死去的記憶突然攻擊柳媚兒,她瓷白的臉蛋染上淡淡的煙粉色,眼神也不自覺地東瞟西看。
說出來的話,也吞吞吐吐:“我,我當時,是被下藥了。”
“嗯。”男人淡淡地應著:“被下藥了。”
他毫不在意地重複她的話,語氣不重,臉上也掛著淡淡的笑。
甚至柳媚兒能感覺到男人清洌的呼吸撲在她的臉上。
明明是不在乎的語調,卻在手腕的位置出賣了他。
柳媚兒能明顯感覺到他抓著她的手腕在用力,就連青藍色的血管都依稀可見。
咚咚咚。
外麵傳來三下敲門聲。
“媚兒,是你把門關上了?”
蘇澤清晰的聲音傳進房間,柳媚兒驚得汗毛林立,她壓低聲音:“蘇宴洲,你快點躲起來。”
蘇宴洲沒說話,隻是露著清淺的笑。
如果在平時這應該是一個溫柔到極致的笑,可在今晚隻會更加加劇她心髒的跳動速度。
柳媚兒屏住呼吸,閉上雙眼,心裏默念清心經,一遍後,難得地靜下來。
“蘇宴洲,既然你想破罐子破摔,也別怪我不客氣。”
說完,柳媚兒也不等蘇宴洲說話,轉身就打開了房門。
“阿澤,我....”
她剛想解釋蘇宴洲為什麽在這裏,就被蘇澤打斷了說話。
“媚兒,你快幫我拿一下。”
東西太多了,蘇澤有點拿不過來。
“這都是什麽?”看著蘇澤大包小包的東西往她懷裏送,柳媚兒都有些好奇。
“有風寒感冒的藥、風熱感冒的藥、退燒的、消炎的、祛火的、還有急支糖漿...”
蘇澤還想繼續說懷裏的東西,腦袋都沒抬一下,而蘇宴洲此刻還站在她身後,半點挪動的意思都沒有。
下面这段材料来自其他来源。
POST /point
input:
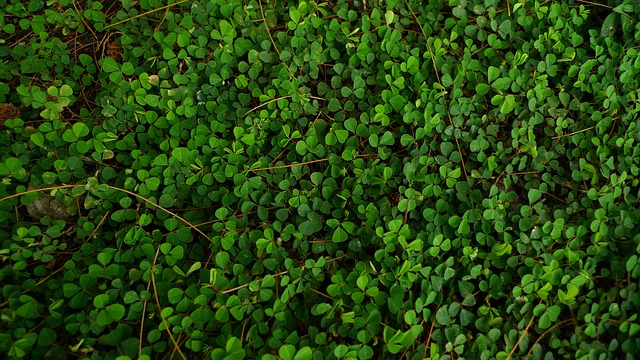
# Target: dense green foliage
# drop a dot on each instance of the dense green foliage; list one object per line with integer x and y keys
{"x": 320, "y": 180}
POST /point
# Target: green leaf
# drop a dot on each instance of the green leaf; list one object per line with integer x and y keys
{"x": 80, "y": 130}
{"x": 310, "y": 227}
{"x": 534, "y": 195}
{"x": 116, "y": 311}
{"x": 109, "y": 65}
{"x": 397, "y": 102}
{"x": 493, "y": 73}
{"x": 175, "y": 295}
{"x": 482, "y": 89}
{"x": 339, "y": 235}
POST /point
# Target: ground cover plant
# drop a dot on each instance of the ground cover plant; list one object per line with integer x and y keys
{"x": 232, "y": 179}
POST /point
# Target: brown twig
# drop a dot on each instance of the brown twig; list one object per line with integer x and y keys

柳媚兒手裏接著蘇澤的東西,腳步微微後撤,站在蘇宴洲旁邊,踮起腳,屁股**,男人直接被她撞到了門後。
蘇宴洲:“……”
而此刻,蘇澤已經將所有東西都堆到柳媚兒懷裏:“剛才家庭醫生問我,你是什麽引起的發燒,我不知道,就提前拿了很多藥過來,你看看你需要哪個?”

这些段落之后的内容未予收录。